To recap the above observations, the results from the census units and designed uniform units differ in (1) the best fitting density function form and (2) the density gradient when using the same function. On the former, it suggests that the exponential function, often found as the best fitting function in empirical studies, could be an artifact of data reporting based on arbitrarily defined area units. On the latter, a city with its analysis unit defined as equal or comparable area size is likely to produce a steeper density gradient than using census units. In addition, the scale effect remains an issue regardless of census units or designed uniform units, but it has not reached a point to alter aforementioned major findings (e.g. the best fitting function within census units or uniform units, poorer fitting power in data of smaller areas). The zonal effect is largely mitigated across various configurations of uniform regular shapes.

Figure 8.

Population density vs. distance: (a) census tracts (y-axis in exponential scale), (b) uniform hexagons (side length = 1442 m; x-axis in exponential scale).

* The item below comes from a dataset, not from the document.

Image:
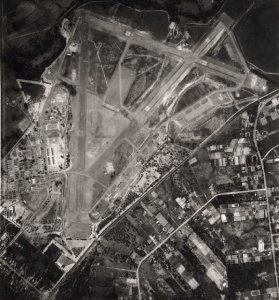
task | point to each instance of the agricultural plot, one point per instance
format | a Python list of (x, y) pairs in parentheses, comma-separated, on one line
[(105, 52), (103, 127), (14, 287), (150, 69)]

What is the best fitting density function? Does the question even matter? In terms of the theoretical foundation for the negative exponential function, the Mills–Muth model provides the most convincing reasoning based on economic theories. However, both assumptions for the model such as the monocentric structure in employment distribution and unit elasticity for housing market are not completely supported by empirical studies (McDonald, 1989). In other words, the drive to pursue a theoretical model for explaining the exponential urban density pattern is ill advised. One has to look for alternative models that are more flexible and accommodative of complexity of the real-world cities. For example, simulations based on the Garin–Lowry model suggest that the density pattern in a city may be best captured by a function different from “exponential” or even polycentric when the employment distribution or the transport network changes (Wang, 1998).

Conclusion

Researchers have long been fascinated by the regularity of population density pattern that is best captured by a negative exponential function in cities across countries at different levels of economic development. In the meantime, empirical studies have relied on data aggregated in various area units such as census or administrative units, and are subject to criticisms including MAUP, unfairness of sampling, and inaccuracy or uncertainty in distance measure by using centroids to areas. This paper attempts to mitigate these concerns by simulating individual resident locations. It is achieved by Monte Carlo simulation that utilizes the census data and other accessory data (in our case, land use inventory data derived from parcel maps) to randomly generate individuals that are consistent with known patterns of population distribution. The simulated data enables us to aggregate population back to area units of any scale in any shape so that the scale effect and the zonal effect can be examined explicitly. For our interest, uniform regular shapes are designed to alleviate the issue of unfair sampling. When an area is represented as the average location of individuals within the area, it yields a more accurate centroid to facilitate the distance calibration.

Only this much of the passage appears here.